Exponential functions are quite fascinating and form an essential part of calculus graph analysis. In our example, the function given is \( f(x) = e^{(1/3)x} \). Here, \( e \) stands for Euler's number, approximately equal to 2.71828. An exponential function is characterized by a constant base, raised to a variable power. This results in a rapid increase or decrease, depending on the exponent's sign.
A couple of key features of exponential functions include:

• The base \( e \) is always positive, which means the function will never intercept the x-axis.
• Exponential functions with a positive exponent value grow as \( x \) increases.

In the function \( f(x) = e^{(1/3)x} \), as \( x \) increases from negative to positive infinity, \( f(x) \) enhances from 0 upwards, displaying its increasing nature.

Critical values are crucial in identifying where a function changes its direction from increasing to decreasing or vice versa. This typically occurs where the first derivative of the function equals zero or is undefined.
For \( f(x) = e^{(1/3)x} \), the first derivative \( f'(x) = \frac{1}{3} e^{(1/3)x} \) tells us about the rate of change. Since \( e^{(1/3)x} \) is always positive, the derivative is also always positive and never zero.
This implies that \( f(x) \) has no critical values, meaning there are no turning points where the function stops increasing or starts decreasing.

Understanding the intervals over which the function increases or decreases relies on the sign of its first derivative.
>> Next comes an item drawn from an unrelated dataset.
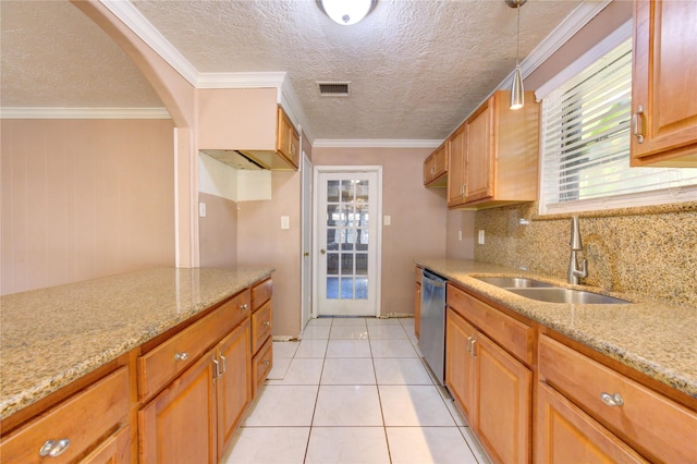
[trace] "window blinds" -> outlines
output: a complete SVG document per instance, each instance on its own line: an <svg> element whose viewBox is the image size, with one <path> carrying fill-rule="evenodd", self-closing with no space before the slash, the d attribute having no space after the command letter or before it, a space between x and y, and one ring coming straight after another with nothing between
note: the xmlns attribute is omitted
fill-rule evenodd
<svg viewBox="0 0 697 464"><path fill-rule="evenodd" d="M631 39L545 98L542 212L568 202L697 184L697 169L629 168L631 102Z"/></svg>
With \( f(x) = e^{(1/3)x} \), the first derivative \( f'(x) = \frac{1}{3} e^{(1/3)x} \) is positive for all real numbers \( x \).
This positivity of the derivative indicates that the function is always increasing, with no intervals where it decreases.
Thus, \( f(x) \) is increasing on its entire domain, \((-\infty, \infty)\), affirming it accelerates upwards without any descending behavior.

The concept of concavity describes whether a function curves upwards or downwards. Inflection points are the places where the curve changes its concavity direction.
To find concavity, we examine the second derivative. For \( f(x) = e^{(1/3)x} \), the second derivative is \( f''(x) = \frac{1}{9} e^{(1/3)x} \).
Since \( f''(x) \) is positive for every \( x \), the function is concave up across its whole domain, \((-\infty, \infty)\). A concave up function resembles a "U"-shape, continuously bending upwards.
Having no sign change in the second derivative implies that there are no inflection points in this function. The lack of inflection points tells us that \( f(x) \) maintains its upward curve without switching to a downwards direction.